Thank you for all the people that responded to my inquiry. Down there
are the answers. Of all the answers, I choose GenAlEx6, (thanks to Peter
Smouse) and already tried it. It is a module for Excel, fit to both Mac
and PC, easy and intuitive to use. Based on my three-days experience, I
can recommend it for such analyses, and perhaps for many more.
Yuval
Here is the original question:
>Dear EvolDir members:
>I have genotypes data of >50 microsatellite loci for ~400 samples of
three Helianthus species, one is a homoploid hybrid species, and the
other two are parental. I want to plot the individuals based on their
genotypes, in order to test the relationships between the species. I am
not interested in the phylogeny, just in the relative distances between
individuals in multi-dimensional scale (k=no. of loci). The goal is to
examine the relative position (in k dimensions) of the hybrid species
relative to its parents. The problem with microsatellite data is that
it is di-allelic data, i.e., for each character (=locus) I have two
states for each individual, which could be identical (homozygote) or
different (heterozygote), and are not independent. I assume (for now)

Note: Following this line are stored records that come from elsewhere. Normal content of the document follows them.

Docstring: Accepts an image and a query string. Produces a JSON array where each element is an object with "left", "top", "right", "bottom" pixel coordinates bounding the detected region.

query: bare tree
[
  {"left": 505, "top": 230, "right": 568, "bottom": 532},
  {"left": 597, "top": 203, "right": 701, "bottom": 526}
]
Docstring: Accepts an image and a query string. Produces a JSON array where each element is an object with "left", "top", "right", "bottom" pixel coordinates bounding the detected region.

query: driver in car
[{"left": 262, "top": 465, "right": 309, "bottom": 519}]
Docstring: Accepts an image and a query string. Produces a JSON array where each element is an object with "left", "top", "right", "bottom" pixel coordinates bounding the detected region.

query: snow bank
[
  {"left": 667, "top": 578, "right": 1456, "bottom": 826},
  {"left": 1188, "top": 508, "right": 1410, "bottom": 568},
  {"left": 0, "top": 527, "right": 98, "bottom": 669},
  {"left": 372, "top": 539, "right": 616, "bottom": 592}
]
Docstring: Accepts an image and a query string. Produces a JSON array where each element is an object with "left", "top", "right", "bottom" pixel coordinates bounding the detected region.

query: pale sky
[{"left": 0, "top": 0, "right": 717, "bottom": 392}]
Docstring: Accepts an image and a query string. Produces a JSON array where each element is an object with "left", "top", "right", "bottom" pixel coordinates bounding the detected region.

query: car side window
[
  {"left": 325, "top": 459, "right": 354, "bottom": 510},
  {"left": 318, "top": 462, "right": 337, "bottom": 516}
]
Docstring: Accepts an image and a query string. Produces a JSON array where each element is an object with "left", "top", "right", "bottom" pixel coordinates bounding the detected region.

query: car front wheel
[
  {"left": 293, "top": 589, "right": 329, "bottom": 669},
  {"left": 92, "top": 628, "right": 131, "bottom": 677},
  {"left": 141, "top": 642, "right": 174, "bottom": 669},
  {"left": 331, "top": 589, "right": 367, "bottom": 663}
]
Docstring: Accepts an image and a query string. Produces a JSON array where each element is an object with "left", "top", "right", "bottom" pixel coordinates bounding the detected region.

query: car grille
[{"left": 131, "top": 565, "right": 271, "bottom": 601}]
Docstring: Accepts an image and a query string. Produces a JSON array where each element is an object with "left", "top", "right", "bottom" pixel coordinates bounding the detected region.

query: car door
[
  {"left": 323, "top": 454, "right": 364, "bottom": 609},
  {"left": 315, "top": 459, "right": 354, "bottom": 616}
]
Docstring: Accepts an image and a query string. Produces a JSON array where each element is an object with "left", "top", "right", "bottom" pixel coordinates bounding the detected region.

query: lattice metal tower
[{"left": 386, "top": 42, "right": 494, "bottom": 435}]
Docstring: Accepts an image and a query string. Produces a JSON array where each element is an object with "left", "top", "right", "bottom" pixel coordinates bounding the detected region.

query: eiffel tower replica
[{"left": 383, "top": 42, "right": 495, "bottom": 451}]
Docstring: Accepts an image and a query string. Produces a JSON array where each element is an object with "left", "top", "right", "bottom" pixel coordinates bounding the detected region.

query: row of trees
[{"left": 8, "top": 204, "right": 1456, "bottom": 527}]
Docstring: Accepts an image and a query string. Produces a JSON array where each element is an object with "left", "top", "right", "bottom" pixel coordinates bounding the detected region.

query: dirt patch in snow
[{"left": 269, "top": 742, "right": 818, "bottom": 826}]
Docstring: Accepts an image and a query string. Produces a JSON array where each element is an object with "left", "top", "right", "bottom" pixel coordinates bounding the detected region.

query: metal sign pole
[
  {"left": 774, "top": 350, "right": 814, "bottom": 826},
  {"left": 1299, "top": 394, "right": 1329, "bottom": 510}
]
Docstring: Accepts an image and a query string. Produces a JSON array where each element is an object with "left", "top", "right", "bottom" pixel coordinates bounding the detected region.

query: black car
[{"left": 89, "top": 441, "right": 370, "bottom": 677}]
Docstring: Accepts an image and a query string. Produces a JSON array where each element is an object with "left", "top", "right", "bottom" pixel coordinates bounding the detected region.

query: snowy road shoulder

that each locus is independent of the other loci (non-realistic, but it
is corrected in a different analysis).
>Does anyone aware of a method to - and better: software - that does
things like that? Freewares are favorable, of course.
>
ANSWERS:
Data modifications advices -
You could calculate a genetic distance called DPS, the proportion
of alleles shared between individuals. This is an individual-based
genetic distance suitable for codominant markers. The computer
program MSA (Microsatellite Analyzer) by Dieringer & Schlotterer
can do this. The software was published in Molecular Ecology
Notes. After you got the individual-based distance matrix you could
resolve this with one of many multivariate techniques. E.g. you
could use MSD (multidimensional scaling) or PCA (principial
component analysis). Both methods can be carried out with
general stats software packages, e.g. SPSS or JMP.
(Rodney Dyer:)
I have software on my server (Multivariate Genotypes) at:
http://dyerlab.bio.vcu.edu/wiki/index.php/Software
that takes diploid multilocus data and turns it into multivariatly
normal data. You can look at the 2GenerV paper (pdf #10 on my
publications page) to get an overview of how this works, or I would be
happy to discuss it with you directly if you like.
Look at this page:
http://dyerlab.bio.vcu.edu/wiki/index.php/Software#Multivariate_Genotypes
there you'll have your data ready for PCA, CDA and related
you may use the PCO, like a PCA but on genetic distances, GenAlex
software performs this kind of method, but also the package ecodist of
R software.
Freeware -
(Peter Smouse:)
Dear Registered User of GenAlEx
We are pleased to advise that the official release of GenAlEx 6 is now
available: http://www.anu.edu.au/BoZo/GenAlEx/
This version includes all of the features listed in Peakall and Smouse
(2006) :
Peakall, R., Smouse, P.E., 2006. GENALEX 6: genetic analysis in Excel.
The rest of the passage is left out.